Dudo que al morir Milan Kundera haya dejado orfandad mayor que entre los cubanos de mi generación. Al menos entre aquellos que desde mediados de los ochenta se tomaban el trabajo de leerse sus libros forrados con las páginas del periódico Granma o de cualquier revista soviética para encubrir tamaña herejía. Los que traficábamos aquellos libros como si de una droga dura e ilegal se tratara.
Sospecho
que la muerte del escritor, una muerte que a nadie sorprendió a sus 94 años, no ha causado tanto
desasosiego, tanto regreso a sus viejas frases entre checos y franceses, sus
compatriotas de origen o elección. Los primeros, porque hace rato le pasaron
página al totalitarismo que Kundera diseccionó tan bien y porque en realidad el
escritor nunca se esforzó por hacerse querer por sus compatriotas.
Hoy en
Praga no existen huellas notorias del paso de Kundera por la ciudad donde nació
su fama. Es llamativo el contraste con Kafka,
Hrabal y Hasek, a los que poco falta para que les consagren un parque temático,
si es que toda la ciudad de alguna manera no lo es: desde el museo y los monumentos a Kafka, a las dos
cervecerías que ofician como altares a Hrabal ―El tigre dorado, su
favorita y Una soledad demasiado ruidosa, nombrada por una de
sus novelas―, a la cadena de restaurants dedicada al buen soldado Sveik.
Los
franceses, por su parte, reaccionaron con sobria melancolía ante la muerte de
un exiliado ilustre. Podría conmoverlos que en las últimas décadas Kundera se
empeñara en escribir en francés, pero difícilmente compartieran su exótico
entusiasmo por desmontar un régimen demasiado lejano en el espacio y el tiempo.

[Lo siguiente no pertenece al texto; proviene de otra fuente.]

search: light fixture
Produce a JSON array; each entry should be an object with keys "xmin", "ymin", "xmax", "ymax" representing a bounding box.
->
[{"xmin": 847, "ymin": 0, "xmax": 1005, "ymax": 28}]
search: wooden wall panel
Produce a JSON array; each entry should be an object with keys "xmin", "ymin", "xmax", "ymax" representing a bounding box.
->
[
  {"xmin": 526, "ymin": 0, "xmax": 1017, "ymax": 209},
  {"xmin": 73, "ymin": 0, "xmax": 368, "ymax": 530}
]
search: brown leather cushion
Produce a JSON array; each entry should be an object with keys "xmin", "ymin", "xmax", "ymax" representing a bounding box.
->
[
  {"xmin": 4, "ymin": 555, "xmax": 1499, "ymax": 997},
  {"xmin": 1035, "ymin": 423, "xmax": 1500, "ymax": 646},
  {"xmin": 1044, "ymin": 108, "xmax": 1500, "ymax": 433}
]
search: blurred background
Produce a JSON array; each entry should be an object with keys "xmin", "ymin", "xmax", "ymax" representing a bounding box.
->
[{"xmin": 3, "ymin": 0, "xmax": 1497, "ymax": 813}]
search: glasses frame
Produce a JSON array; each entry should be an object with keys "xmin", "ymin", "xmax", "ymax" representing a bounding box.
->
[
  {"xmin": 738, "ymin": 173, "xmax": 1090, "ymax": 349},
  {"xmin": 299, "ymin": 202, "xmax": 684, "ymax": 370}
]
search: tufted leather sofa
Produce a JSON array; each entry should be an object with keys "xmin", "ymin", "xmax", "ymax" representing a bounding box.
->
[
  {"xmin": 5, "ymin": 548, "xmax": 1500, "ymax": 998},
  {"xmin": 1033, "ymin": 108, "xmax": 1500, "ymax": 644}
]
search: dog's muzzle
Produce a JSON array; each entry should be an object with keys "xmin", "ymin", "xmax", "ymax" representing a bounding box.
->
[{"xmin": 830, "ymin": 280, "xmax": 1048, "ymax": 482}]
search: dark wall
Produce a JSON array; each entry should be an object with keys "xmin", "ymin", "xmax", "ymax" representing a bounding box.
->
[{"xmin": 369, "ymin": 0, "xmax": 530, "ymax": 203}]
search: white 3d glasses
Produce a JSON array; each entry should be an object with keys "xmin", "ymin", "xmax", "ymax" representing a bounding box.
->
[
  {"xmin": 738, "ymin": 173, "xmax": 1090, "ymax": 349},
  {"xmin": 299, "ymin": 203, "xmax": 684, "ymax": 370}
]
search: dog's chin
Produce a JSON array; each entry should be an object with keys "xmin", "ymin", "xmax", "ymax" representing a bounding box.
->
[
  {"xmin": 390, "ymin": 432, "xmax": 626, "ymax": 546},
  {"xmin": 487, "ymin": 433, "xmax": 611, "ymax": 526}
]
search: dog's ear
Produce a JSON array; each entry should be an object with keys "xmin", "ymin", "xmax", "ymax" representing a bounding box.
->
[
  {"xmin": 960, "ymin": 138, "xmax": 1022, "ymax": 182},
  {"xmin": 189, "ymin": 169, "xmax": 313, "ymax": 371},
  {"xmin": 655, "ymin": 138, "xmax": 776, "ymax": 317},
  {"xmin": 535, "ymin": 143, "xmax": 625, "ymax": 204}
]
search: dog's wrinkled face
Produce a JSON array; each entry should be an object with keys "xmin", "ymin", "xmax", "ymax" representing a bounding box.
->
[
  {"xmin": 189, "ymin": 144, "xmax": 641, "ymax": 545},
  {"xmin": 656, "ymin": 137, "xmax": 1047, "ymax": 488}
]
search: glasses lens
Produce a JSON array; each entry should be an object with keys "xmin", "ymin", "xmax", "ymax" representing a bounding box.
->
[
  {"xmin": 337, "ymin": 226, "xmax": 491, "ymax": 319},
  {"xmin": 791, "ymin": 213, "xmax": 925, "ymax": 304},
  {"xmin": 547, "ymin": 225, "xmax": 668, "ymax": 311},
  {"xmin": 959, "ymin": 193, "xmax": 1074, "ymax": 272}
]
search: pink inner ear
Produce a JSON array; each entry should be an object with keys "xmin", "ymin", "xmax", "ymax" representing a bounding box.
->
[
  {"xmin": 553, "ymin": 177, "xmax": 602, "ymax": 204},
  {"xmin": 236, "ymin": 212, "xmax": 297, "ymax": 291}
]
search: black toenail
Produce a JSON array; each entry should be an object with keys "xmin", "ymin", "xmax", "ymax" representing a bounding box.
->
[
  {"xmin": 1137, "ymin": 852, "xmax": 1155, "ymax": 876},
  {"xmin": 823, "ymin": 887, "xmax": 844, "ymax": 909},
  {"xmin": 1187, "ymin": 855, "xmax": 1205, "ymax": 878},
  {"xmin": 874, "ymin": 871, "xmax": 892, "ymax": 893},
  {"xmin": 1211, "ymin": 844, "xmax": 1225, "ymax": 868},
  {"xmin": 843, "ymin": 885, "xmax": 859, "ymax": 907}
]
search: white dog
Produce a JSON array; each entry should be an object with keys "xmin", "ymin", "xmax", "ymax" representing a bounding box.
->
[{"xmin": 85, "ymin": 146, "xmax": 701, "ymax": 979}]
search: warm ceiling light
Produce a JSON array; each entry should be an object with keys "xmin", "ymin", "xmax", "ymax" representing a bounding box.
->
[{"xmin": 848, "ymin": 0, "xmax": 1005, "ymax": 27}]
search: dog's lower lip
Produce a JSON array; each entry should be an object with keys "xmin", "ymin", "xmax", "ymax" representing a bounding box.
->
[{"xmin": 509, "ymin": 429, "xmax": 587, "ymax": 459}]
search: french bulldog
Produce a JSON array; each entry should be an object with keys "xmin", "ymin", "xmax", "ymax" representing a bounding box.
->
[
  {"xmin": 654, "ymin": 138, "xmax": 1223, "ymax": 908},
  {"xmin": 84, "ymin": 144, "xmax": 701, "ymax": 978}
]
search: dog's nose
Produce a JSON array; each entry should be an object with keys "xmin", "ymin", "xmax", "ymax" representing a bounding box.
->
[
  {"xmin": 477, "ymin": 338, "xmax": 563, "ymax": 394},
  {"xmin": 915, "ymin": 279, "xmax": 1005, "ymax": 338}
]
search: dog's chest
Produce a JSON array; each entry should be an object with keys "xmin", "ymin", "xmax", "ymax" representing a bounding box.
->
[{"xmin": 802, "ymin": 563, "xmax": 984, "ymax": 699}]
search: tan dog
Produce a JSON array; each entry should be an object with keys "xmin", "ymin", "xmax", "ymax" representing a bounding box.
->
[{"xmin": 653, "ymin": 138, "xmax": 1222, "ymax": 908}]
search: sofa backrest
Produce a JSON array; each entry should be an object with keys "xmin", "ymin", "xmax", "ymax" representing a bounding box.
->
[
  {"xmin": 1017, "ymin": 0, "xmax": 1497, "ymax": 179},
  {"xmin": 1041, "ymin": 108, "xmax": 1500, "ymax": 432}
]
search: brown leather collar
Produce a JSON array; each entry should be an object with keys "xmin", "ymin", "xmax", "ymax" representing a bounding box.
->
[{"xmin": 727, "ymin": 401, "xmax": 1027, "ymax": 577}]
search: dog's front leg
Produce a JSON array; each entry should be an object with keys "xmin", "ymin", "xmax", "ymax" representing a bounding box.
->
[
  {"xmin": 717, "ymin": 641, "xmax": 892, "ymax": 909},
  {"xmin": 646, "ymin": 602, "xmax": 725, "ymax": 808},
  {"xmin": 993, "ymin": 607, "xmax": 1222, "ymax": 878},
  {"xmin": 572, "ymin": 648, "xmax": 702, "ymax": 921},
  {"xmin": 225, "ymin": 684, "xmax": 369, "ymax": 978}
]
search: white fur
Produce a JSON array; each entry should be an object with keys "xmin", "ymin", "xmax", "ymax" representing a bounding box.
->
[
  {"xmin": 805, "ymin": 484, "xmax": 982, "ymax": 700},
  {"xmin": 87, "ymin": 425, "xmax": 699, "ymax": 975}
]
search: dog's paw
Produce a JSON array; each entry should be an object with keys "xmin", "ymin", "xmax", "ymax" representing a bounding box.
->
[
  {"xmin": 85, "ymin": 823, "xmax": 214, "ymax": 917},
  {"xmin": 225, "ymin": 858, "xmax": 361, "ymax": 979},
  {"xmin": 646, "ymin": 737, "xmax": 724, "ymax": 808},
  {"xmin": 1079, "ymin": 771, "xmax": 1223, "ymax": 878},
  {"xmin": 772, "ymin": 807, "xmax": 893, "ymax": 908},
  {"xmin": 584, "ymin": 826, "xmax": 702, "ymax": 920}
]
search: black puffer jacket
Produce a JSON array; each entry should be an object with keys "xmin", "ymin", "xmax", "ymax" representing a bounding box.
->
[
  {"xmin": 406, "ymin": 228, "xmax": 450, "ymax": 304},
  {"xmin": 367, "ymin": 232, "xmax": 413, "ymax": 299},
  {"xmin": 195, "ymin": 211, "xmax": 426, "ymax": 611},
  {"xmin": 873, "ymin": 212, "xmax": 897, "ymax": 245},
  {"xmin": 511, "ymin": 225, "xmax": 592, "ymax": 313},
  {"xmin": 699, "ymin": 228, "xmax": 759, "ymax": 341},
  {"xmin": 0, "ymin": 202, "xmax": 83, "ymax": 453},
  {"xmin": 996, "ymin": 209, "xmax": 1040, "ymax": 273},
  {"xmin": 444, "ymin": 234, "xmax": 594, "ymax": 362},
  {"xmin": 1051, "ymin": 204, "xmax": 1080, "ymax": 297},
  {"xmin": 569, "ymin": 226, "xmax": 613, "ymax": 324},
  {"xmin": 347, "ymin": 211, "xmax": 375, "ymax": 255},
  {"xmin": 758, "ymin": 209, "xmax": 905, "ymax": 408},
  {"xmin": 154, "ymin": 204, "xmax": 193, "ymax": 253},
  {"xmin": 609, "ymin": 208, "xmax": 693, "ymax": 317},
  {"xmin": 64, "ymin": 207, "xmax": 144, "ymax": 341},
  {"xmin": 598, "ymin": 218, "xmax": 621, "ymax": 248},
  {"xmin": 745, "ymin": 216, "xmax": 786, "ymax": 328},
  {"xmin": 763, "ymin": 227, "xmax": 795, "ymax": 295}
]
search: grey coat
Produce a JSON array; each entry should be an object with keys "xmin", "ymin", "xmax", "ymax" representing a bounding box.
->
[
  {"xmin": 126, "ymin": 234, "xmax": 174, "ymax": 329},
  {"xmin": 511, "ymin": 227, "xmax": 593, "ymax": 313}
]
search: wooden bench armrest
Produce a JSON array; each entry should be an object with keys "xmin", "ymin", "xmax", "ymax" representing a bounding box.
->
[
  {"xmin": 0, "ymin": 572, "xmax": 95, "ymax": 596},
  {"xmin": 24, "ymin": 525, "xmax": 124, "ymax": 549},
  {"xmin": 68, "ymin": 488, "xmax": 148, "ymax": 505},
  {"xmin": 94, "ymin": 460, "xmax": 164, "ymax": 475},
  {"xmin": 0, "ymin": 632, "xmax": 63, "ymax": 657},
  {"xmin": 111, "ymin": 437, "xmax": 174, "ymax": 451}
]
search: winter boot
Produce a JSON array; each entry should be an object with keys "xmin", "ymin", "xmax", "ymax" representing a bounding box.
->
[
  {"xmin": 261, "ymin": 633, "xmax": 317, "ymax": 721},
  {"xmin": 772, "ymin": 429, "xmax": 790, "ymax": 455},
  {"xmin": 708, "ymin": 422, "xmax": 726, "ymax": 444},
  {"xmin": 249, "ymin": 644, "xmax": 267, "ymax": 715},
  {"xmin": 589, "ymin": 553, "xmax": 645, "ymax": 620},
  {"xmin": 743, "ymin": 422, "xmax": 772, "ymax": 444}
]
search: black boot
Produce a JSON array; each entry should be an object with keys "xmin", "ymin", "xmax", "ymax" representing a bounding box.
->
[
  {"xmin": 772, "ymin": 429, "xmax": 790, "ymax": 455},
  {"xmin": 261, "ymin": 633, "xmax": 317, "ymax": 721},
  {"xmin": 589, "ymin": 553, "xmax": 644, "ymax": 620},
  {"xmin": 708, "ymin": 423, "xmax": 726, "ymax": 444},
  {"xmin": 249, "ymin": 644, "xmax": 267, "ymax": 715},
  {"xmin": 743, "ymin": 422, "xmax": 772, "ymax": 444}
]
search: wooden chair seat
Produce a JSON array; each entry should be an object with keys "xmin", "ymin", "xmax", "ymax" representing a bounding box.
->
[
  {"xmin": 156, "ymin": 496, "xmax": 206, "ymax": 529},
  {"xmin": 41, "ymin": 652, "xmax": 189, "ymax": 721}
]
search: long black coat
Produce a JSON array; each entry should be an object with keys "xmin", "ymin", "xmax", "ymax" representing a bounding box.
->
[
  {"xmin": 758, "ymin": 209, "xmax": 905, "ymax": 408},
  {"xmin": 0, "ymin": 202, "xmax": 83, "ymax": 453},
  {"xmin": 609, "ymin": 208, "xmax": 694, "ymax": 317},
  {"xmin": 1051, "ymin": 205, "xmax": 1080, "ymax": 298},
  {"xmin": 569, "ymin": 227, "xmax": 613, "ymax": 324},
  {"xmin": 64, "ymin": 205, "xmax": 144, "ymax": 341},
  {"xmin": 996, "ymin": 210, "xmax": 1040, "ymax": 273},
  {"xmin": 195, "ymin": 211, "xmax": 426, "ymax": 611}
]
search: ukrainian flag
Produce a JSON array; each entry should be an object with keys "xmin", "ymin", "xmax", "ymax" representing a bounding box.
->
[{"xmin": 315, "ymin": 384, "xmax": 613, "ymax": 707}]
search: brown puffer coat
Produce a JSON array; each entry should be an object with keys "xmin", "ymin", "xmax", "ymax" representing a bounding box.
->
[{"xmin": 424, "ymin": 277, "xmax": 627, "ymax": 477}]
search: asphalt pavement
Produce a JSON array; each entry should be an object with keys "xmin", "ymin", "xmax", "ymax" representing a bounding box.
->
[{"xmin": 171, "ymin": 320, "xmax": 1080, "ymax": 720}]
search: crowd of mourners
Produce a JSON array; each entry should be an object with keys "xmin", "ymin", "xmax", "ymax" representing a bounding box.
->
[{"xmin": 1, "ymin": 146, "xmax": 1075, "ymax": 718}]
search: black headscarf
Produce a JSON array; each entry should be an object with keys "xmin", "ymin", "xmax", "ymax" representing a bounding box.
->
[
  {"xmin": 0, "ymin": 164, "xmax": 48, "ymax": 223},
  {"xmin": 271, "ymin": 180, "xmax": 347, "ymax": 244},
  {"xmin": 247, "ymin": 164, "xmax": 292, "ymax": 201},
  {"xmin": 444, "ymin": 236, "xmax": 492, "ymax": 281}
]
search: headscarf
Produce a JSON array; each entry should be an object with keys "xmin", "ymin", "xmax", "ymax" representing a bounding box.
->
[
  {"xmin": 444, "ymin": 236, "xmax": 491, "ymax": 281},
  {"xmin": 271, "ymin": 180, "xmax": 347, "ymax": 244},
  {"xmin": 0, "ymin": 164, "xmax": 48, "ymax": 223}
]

“Kundera, novelista existencial, ha muerto”, anuncia Le Monde como si
se hubiera muerto la versión checa de Sartre y basta para saber que no lo
entendieron como mis compañeros de generación en Cuba.
Para
muchos de nosotros Kundera era algo íntimo. Más que escritor Famoso era casi un
pariente. No se trata de una cuestión temperamental, la típica exuberancia del
trópico saliendo a desfilar frente al féretro de un muerto famoso. Y es que,
trabados como estamos en la página totalitaria a la que los checos le dieron
vuelta hace más de tres décadas, Kundera nos ha seguido acompañando todos estos
años, incluso a los que hace tiempo dejaron de leerlo.
Fue el
checo quien, sin proponérselo, sin imaginárselo siquiera,
se convirtió en tutor de nuestra educación política y sentimental. Sus novelas
y cuentos no solo le daban sentido a nuestro difuso malestar hacia un régimen
que se erigía en campeón de la misma libertad que nos negaba. El autor de La
broma logró, con su meticulosa descripción de los avatares de almas
individuales frente a la desoladora realidad totalitaria, que nos sintiéramos
menos solos.
Porque,
en lugar de entretenerse con la opresión externa o las precariedades económicas
que abundan donde quiera que se impone el socialismo real, el checo prefirió
concentrarse en el drama individual de ser responsable de uno mismo, incluidas
las grandes y pequeñas traiciones que nos permitimos en medio de un sistema
dedicado a poner a prueba nuestras menores debilidades. Kundera nos enseñó que
el totalitarismo no era disculpa suficiente para dejar de pensarnos como
individuos, con nuestros propios infiernos personales, más allá del gran
infierno colectivo que nos abarcaba a todos. Y que de la interacción entre ambos
infiernos surgían tragedias que al mundo
no construido bajo principios colectivistas le eran ajenos.
Ante
esos dramas íntimos que desplegaba Kundera, Orwell nos parecía elemental. Y
Solzhenitsyn irremediablemente lejano: con Kundera no teníamos que pasar por
una versión local del Gulag para entenderlo. Tanto las diferencias culturales o
idiosincráticas de checos y cubanos, o la circunstancia de que la cerveza fuera
bastante más accesible en Praga que en La Habana, eran irrelevantes frente a
ese infinito generador de conflictos absurdos y humillaciones que es el comunismo.
Daba
igual que el primer secretario del partido se apellidara Husak o Castro, los
efectos y reacciones que el sistema producía en nuestras vidas eran idénticos.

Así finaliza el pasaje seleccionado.